From my point of view, it seems sensible to replace the conscripts with a proper reserve force, say 400,000, who've been through a light infantry course and are paid, say, 1000 Euros a year to maintain the fitness level required.
I'd still feel twitchy about it and want 2%, but ok, lets cut if to 1.5%, how much of that is currently wage costs?
Does that sound like peace time war preparation?

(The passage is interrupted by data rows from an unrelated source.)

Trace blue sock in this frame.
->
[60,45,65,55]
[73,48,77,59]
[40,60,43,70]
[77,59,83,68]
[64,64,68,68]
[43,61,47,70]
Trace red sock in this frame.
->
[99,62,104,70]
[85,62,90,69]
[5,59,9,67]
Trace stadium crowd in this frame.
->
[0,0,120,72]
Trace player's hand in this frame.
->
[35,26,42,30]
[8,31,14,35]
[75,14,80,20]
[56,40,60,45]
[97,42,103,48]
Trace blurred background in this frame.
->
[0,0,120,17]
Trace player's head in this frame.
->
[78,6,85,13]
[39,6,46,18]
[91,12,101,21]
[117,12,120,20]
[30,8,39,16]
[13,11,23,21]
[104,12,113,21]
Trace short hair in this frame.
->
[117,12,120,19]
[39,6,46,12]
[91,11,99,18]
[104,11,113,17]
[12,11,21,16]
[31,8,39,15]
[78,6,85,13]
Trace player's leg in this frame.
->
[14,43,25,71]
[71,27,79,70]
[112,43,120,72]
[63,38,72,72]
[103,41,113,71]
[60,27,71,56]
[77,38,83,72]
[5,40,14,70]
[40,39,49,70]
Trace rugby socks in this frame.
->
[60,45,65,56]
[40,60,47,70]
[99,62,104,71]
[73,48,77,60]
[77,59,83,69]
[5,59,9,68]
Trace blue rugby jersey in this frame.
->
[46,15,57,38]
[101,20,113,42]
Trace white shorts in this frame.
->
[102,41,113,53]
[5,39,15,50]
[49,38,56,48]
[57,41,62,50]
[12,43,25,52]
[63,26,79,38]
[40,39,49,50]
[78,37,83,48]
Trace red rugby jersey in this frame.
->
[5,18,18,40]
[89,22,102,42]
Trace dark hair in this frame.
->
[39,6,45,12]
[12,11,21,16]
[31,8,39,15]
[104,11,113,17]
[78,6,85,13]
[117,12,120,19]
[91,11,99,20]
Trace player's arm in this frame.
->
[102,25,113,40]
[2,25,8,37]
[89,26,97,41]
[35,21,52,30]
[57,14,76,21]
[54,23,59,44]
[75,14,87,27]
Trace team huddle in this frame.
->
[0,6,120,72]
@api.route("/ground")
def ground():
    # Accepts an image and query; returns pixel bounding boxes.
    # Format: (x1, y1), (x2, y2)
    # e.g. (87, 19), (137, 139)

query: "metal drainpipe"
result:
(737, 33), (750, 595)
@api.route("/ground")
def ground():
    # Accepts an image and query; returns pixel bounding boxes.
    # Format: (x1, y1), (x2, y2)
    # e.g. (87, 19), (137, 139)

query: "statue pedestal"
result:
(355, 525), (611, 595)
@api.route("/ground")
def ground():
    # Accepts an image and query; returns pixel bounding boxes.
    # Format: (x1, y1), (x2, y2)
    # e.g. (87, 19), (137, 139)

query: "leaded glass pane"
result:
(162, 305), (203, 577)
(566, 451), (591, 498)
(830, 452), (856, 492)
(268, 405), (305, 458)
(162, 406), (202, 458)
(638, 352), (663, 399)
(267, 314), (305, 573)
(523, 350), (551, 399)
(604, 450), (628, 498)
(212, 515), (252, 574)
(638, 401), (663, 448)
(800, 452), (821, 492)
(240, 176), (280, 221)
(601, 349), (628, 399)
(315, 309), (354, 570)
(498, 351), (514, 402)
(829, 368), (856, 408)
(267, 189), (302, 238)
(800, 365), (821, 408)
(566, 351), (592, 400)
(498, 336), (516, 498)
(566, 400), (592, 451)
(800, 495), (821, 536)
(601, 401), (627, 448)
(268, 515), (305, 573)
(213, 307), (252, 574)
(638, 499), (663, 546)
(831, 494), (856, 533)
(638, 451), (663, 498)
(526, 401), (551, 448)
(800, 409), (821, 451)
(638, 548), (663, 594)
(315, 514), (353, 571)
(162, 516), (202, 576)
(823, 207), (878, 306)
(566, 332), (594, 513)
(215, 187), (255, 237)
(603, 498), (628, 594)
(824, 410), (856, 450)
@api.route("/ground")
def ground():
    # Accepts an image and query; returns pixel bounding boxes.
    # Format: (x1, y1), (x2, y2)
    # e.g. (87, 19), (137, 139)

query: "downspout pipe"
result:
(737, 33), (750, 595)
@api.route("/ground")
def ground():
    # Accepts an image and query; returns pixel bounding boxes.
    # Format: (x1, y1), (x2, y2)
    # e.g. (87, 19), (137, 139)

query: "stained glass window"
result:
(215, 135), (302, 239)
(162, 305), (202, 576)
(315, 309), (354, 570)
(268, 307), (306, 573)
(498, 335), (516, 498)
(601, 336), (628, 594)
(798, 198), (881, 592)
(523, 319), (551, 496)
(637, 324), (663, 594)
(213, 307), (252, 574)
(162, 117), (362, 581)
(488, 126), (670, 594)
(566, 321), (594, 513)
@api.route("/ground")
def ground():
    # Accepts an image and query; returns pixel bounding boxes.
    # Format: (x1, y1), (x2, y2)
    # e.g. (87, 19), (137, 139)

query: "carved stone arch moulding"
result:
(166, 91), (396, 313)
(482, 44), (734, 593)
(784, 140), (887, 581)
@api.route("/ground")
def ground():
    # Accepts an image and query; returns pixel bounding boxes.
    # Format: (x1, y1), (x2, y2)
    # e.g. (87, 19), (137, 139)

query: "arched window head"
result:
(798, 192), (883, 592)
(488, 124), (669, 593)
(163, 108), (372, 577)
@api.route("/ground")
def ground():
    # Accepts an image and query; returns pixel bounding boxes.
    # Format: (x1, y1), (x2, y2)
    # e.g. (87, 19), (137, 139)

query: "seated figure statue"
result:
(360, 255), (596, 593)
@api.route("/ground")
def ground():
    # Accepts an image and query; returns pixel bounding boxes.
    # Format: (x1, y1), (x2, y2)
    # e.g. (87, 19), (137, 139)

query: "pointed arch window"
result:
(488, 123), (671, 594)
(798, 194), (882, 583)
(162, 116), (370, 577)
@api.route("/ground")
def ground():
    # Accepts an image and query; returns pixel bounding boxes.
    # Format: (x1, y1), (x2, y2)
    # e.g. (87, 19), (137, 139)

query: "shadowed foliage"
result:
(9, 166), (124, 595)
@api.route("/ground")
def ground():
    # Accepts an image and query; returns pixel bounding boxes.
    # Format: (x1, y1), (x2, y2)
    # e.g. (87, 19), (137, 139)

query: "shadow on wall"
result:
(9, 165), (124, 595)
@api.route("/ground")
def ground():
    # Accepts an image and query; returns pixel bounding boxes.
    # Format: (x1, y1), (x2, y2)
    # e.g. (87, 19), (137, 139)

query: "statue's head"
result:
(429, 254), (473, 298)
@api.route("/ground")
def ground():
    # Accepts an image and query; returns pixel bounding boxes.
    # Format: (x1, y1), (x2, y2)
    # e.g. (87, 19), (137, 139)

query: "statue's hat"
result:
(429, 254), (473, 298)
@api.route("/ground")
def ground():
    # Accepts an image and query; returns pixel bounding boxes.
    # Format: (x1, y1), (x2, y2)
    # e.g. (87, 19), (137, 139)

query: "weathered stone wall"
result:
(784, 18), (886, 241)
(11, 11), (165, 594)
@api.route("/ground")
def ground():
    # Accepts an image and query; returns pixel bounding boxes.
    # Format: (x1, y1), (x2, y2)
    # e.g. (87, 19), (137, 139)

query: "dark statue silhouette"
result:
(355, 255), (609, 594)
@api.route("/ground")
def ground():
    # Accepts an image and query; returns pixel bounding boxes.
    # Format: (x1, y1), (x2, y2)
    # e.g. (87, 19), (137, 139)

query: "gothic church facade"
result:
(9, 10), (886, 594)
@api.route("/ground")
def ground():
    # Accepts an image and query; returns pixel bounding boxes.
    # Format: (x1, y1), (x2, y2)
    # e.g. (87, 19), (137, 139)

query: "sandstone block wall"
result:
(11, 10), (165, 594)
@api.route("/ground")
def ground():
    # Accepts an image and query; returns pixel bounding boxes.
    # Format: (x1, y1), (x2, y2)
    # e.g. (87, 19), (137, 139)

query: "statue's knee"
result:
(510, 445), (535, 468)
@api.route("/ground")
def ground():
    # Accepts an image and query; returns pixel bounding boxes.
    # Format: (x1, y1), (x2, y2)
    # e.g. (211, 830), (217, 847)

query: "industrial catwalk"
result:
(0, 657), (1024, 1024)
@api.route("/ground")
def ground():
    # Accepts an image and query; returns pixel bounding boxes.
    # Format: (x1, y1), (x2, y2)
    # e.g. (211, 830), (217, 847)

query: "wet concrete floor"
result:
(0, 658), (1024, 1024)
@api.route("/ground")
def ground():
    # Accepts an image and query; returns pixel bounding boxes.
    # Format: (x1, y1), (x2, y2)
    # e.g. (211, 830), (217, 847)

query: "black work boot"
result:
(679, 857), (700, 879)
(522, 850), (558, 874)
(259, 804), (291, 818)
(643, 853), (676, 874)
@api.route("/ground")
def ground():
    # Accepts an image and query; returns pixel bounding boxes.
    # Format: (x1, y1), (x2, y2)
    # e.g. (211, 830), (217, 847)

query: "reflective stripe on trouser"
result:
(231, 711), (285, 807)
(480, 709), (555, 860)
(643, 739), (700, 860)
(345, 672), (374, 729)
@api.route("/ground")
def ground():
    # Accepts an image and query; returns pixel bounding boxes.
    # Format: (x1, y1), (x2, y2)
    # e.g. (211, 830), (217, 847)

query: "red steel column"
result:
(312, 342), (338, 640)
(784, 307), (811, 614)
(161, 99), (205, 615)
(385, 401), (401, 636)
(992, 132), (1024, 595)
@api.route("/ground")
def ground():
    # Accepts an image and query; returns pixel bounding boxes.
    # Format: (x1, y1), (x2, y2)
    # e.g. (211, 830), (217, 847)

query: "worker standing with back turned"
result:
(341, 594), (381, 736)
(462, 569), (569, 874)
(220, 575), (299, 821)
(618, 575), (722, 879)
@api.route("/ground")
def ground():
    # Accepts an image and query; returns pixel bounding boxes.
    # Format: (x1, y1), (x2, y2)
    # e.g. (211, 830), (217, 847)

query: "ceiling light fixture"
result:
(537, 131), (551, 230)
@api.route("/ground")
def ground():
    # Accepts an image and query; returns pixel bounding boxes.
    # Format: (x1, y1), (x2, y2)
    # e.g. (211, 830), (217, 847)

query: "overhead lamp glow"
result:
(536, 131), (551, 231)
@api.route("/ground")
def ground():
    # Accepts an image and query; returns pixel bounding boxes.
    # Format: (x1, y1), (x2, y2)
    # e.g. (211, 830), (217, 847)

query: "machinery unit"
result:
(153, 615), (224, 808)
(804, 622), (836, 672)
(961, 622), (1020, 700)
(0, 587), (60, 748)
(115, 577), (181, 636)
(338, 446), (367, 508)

I think I might do something on this.
@RT: We largely agree:
ReplyDeletehttp://defense-and-freedom.blogspot.com/2009/04/modern-time-landwehr-for-germany.html
The British were probably not threatened much in 1820-1860, but they were maintaining an empire and didn't have two alliances with almost the whole of Europe.
1% is OK. Alliance members with greater aspirations than real defence and frontier members with a heiughtened sense of being threatened can go up to 2% and justify that.
In the end, it's more important what they do with the funds than the budegt size is.
The share of pay costs is not really interesting because the costs of hardware procurement largely end up as wages and capital income of German citizens as well.
"The share of pay costs is not really interesting because the costs of hardware procurement largely end up as wages and capital income of German citizens as well. "
ReplyDeleteNot exactly what I meant.
If you believe you can train and field an extra half a million infantry men in a few months, it makes sense to maintain a small group of infantrymen.
We cant build and field the armoured vehicles to support them in the same time frame, so it makes sense to maintain a large number of them.
You should have Tanks, IFV's and APC's enough for several armoured corps in storage just waiting on crews, and nows the time to build them.